Tuesday, August 24, 2010
Sheepfarmer's Daughter: The Military Setup
Note when I say famer, I don’t necessarily mean an actual farmer. For example, in the White Company, the scholarly monk of the series, despite having a plethora of book learning, discovers that the world outside his monastery walls isn’t quite the way it is depicted in the books.
Foreigners also fit into this category. While they may have a larger body of experience to draw on, their overall knowledge base of the current campaign is limited. One movie example of this would be Tom Cruise’s character in the film, the Last Samurai. He comes in with a body of knowledge. He is not ignorant to the ways of war. But in the ways of the Samurai?
This type of character is useful in a fantasy campaign for several reasons. The first is that it allows the Game Master to directly set the scene. If the player is one who has read sourcebooks and fictional material about the setting, all of that becomes “merely rumors.” After all, what does someone trapped on the farm truly know about how life on the outside is?
Outside of showcasing the growth of character, Sheepfarmer’s Daugher also has a great framing reference in the military mercenary company that Paks is a part of.
In many campaigns, there may be questions as to why all of the players are gathered. What links to they have to one another to keep loyal to each other? What method can the Game Master use to move the campaign forward.
A military campaign is an easy framing reference in that it allows the players to know each other right off the bat. It provides them with a common background. It gives them leadership and possibly other tangible benefits such as rivalries with other companies, that may be friendly or deadly series.
In Sheepfarmer’s Daughter, the companies tend to be broken up into the more honorable north companies and the more bandit like southern companies. A background element like this provides its own hook. In a fresh starting campaign with new players that are new to role playing, the Game Master can use an honorable company to provide mentors to explain how things work in the campaign.
Optionally, if only some of the players are new, the Game Master can allow those who are old hands to actually take the role of the mentors. Give them a few levels and abilities that the new recruits must train to match up with. But reduce their experience gained. In 3.5, this is self handled by the methodology of experience where lower level characters gain more than higher level characters.
The point isn’t to let the old hands lord over the new players, it is to allow the old hands an advantage in ability to showcase the world and setting and how the rules work, not to beat the newbies over the head with their power.
In addition, these mentors can act as a source of information for how things work in the ‘meta’ setting. For example, Sheepfarmer’s Daughter includes information on how the soldiers march, how they train, how they form rank and file, which weapons they use, and how they work in the world.

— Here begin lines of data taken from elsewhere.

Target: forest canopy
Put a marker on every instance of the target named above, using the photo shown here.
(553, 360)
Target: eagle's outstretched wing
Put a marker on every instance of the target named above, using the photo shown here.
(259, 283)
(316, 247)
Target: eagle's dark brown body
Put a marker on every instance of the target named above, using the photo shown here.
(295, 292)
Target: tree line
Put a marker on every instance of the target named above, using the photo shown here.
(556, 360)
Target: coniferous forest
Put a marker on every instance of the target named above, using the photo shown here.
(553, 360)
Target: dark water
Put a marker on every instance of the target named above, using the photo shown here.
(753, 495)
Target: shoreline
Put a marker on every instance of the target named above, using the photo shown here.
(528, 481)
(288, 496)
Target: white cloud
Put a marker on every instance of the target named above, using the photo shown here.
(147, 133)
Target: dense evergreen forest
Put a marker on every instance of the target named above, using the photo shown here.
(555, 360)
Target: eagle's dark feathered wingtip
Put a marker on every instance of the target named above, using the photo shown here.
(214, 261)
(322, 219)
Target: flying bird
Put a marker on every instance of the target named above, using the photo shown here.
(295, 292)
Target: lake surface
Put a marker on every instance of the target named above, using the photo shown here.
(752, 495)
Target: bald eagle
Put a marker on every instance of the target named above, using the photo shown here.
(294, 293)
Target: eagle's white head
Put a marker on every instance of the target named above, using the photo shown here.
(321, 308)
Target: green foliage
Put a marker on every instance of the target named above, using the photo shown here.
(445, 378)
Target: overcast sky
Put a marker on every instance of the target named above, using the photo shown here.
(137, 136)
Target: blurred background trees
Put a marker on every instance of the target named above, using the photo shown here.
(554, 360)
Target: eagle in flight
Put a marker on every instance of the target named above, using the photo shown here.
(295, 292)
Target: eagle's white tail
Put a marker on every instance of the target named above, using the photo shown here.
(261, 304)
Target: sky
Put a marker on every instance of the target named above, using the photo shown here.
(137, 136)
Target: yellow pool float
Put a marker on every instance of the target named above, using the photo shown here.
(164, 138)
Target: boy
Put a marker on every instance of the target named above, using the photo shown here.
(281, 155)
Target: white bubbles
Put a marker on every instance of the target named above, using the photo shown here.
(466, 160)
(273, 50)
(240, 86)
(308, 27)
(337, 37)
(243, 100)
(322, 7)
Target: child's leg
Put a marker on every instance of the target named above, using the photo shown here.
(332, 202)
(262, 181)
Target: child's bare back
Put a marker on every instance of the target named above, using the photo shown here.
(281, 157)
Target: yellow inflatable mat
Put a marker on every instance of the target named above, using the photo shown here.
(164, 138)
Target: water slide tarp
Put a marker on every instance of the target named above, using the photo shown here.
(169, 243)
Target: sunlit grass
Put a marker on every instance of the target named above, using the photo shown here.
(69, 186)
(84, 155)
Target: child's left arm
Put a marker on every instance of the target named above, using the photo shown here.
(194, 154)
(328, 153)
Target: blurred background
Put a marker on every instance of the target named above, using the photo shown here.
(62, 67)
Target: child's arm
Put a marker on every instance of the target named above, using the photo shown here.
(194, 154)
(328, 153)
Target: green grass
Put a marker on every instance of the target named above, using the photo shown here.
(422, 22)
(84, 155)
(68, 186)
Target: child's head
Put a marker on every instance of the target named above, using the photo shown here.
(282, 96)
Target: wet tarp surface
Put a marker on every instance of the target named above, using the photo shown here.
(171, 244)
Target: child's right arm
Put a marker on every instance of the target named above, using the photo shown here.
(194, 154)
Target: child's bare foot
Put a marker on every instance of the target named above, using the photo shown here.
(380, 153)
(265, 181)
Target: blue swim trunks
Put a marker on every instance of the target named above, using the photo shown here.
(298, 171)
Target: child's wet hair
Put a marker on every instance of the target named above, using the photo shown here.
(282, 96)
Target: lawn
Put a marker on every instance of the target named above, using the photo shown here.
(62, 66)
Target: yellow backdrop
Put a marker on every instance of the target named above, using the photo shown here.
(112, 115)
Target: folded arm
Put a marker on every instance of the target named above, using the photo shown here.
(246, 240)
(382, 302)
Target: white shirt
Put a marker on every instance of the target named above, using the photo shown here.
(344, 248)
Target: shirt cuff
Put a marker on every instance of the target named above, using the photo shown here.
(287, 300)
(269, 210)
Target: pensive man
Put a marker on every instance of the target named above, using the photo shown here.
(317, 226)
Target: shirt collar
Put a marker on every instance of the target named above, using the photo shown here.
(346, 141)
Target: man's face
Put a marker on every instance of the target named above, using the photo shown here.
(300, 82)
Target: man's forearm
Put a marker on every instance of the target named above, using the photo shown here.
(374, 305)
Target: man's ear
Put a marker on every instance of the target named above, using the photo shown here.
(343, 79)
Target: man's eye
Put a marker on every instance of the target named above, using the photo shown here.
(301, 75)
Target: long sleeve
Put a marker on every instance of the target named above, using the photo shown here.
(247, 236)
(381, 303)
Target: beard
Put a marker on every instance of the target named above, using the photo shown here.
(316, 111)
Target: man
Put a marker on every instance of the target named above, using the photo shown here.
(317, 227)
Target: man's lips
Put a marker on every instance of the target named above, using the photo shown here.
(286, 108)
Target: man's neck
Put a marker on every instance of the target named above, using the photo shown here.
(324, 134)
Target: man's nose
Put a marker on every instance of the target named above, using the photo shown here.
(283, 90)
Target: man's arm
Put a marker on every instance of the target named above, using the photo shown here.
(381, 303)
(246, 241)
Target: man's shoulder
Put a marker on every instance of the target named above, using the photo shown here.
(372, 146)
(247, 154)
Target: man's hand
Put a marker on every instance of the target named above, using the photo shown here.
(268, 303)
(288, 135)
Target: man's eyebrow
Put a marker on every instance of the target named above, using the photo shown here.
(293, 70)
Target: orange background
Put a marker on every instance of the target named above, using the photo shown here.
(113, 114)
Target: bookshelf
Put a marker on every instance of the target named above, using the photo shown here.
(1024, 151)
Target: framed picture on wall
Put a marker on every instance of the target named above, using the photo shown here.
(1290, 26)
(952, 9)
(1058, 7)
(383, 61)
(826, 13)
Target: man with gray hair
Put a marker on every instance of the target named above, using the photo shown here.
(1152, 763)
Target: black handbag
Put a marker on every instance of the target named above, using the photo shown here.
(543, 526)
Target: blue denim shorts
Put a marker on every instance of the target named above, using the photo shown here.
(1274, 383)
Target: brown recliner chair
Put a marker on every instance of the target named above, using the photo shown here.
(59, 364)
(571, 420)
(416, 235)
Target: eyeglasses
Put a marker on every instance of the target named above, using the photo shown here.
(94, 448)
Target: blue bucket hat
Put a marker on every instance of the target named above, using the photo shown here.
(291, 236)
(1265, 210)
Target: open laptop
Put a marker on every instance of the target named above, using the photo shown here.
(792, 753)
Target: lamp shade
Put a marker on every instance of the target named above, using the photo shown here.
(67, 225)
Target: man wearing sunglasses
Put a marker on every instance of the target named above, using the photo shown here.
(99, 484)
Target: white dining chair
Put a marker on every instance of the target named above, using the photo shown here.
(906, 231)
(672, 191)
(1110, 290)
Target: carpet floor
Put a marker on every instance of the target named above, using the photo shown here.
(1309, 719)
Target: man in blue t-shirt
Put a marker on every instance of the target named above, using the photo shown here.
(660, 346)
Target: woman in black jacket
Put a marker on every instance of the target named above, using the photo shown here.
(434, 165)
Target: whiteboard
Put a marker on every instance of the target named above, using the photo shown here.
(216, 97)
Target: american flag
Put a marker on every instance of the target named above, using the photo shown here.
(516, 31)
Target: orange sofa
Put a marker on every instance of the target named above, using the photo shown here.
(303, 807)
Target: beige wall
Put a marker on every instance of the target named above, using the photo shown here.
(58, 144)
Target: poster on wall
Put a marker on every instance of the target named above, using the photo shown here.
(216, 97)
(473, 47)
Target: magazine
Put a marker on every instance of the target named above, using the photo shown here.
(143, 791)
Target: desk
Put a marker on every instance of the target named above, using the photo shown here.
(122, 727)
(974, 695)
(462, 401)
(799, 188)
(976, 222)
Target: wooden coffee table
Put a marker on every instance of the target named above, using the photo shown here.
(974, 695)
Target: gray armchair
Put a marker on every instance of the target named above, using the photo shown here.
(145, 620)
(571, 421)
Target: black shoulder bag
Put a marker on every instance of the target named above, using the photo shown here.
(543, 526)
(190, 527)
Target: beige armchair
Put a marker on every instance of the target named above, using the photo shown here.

Because the main character who is learning all of this is originally sheltered from such information, it allows the author to make large information ‘dumps’ to the reader without coming out on a sidebar or other aspect that can feel forced.
The other thing I’d like to mention about Sheepfarmer’s Daughter is that it is fairly internally consistent. The characters are aware that magic exists in the world. When they encounter it, they strive to overcome it. They don’t act like it’s the first time such magic has ever been used in the setting before. Some authors play with the readers in trying to keep magic mysterious by having things that would be obvious to characters who actually lived in the setting have no idea on how to react, or even about the existence of magic despite the fact that some of them may use it in the form of potions or magical weapons.
Lastly, in the novel, Pak’s is saved by ‘luck’ several times. This is an indication in the novel that there are higher powers looking out for the character. There are often numerous bits of advise for GMs in terms of ‘cheating’, allowing the characters to survive something that should have killed them. In many ways, this is one of the reasons why the GM screen is around. Not to cheat and punish the players. After all, the GM controls the whole of the world. It’s easier enough to throw an ancient red dragon at a group of first level characters.
Published in 1990, the DMGR1 Campaign Sourcebook and Catacomb Guide for AD&D 2nd edition notes on page 44, “Still, instead of killing the characters outright, he could throw something else at them, something equally deadly, but which will give them a chance to survive – if they’re clever.”
The real trick in doing this though is to never let the players know. If they feel that every time they are going to get into a potentially fatal situation the GM is going to save them, there is no fear of death and perhaps even a smugness about it. Always give the players the feeling that things could get much worse far too quickly for their liking.
Sheepfarmer’s Daughter can provide the reader with a good framing reference for a campaign but also allows the reader to see a bigger picture and this can be used as a tool to help move players outside of the military campaign once they’ve gotten the hang of it.